No Left Turn



In the UK, the Labour Party seems to be taking a lurch to the old-style left but in France and Italy the European left is taking a very different tack combining support for fiscal discipline and low taxes along with policies that still attack the old, established political order. 

I imagine that both politicians would be enthusiastic supporters of equal pay and would scratch their heads in amazement at the struggle there has been in the UK over the past 15 years, especially when the old, established Labour order was in power for so much of that time.

Hopi Sen is a Labour supporter, I believe I'm right in saying, which only goes to show that not everyone in the People's Party is brain dead because it's a very big mistake to equate left-wing, trade union politics with being radical or on the side of the underdog.

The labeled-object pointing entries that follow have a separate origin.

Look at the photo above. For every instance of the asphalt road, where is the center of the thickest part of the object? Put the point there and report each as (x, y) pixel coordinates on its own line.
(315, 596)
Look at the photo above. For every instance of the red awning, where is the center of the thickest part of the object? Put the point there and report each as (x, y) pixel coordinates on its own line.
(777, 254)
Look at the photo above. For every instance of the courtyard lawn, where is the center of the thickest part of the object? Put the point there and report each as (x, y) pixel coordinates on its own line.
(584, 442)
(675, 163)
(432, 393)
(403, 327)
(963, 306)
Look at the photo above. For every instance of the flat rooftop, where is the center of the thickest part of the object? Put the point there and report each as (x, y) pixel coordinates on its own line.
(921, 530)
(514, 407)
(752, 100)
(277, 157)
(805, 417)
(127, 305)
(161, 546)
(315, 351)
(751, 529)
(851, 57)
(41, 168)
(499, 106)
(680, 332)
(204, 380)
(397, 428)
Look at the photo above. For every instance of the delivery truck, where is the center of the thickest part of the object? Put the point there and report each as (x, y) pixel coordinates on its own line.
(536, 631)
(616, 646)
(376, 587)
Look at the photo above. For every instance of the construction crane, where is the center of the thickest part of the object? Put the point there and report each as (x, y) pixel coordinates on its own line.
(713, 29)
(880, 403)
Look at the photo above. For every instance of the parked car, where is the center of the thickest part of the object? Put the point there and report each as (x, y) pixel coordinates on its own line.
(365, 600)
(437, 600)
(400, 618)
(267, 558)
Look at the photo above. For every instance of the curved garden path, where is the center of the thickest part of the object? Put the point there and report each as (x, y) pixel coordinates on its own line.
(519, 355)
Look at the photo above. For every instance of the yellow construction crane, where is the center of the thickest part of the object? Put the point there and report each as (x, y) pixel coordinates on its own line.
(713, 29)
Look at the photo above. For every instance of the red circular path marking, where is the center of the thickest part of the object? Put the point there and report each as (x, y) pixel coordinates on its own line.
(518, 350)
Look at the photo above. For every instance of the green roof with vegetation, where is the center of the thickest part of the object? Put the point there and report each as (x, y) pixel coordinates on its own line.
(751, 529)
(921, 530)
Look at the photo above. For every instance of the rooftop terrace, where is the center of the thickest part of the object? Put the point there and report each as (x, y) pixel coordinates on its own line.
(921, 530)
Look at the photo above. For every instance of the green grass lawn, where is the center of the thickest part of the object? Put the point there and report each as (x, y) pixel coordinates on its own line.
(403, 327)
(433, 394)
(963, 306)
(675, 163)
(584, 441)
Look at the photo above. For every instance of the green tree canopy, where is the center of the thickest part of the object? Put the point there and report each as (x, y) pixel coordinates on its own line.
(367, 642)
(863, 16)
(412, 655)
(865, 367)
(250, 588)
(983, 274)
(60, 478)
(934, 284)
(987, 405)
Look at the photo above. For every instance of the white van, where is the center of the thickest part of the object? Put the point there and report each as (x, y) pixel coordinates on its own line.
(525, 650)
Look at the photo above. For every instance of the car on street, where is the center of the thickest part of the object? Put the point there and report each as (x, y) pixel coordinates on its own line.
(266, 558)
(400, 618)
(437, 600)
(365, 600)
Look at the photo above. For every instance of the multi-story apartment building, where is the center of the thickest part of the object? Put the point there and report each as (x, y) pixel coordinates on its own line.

If that were true, the Labour Party and the trade unions would have delivered equal pay years ago. 


Renzi & Valls the left-wing twins the Tories might like


To help fund his tax cuts Renzi sells off ministerial limousines


By Hopi Sen

France’s new Prime Minister, Manuel Valls, has a political twin, his Italian equivalent, Matteo Renzi, who was in London yesterday to meet David Cameron. Both these new centre-left leaders are lean, youngish men with glossy dark hair, studied casualness and combative natures.

Style aside, the ascension of Renzi and Valls is a big shift on the European left, with implications for Britain’s politics. Two years ago, Labour leaders were delighted by the election of François Hollande, seeing in him and Denmark’s Helle Thorning-Schmidt leaders who could develop a new anti-austerity radicalism. Today, both leaders are in trouble, stumbling and unpopular.

Renzi and Valls provide an alternative. Renzi is a former Christian Democrat who has said Italian politics needs demolition, while Valls has said he “was accused — the worst of insults — of being a social democrat. Even worse, of being of the ‘American left’ ”. 


Both are outsiders to their national establishments. Significantly, they share an agenda of economic centrism but institutional radicalism, favouring enterprise, fiscal discipline and reduced taxes. Valls has supported abolition of the 35-hour working week. Renzi plans spending cuts and labour reforms that might be approved of by British conservatives.

At the same time, they aim aggressive attacks at the old political order. This agenda is populist — backing ordinary people against the powerful. Renzi’s tax cuts are aimed at poorer workers and he symbolically sells off ministerial limousines to help to fund them. Valls attacks the French elite’s bureaucracy and complacency.

At heart, their argument is that there is no easy path ahead. Government can help only those who wish to work and who accept society’s values, and it must do far better for those who do, even if it means overturning national traditions.

Renzi and Valls are popular today, but this will be fleeting. Both will be lightning rods for their parties when things go wrong. Their task will be making their reforms work and holding the Left together as they impose painful change.

Labour’s leaders face the same challenge, and will be watching Renzi and Valls closely, hoping their hard-edged approach will be more successful than the one that led to François Hollande’s spectacular fall from grace.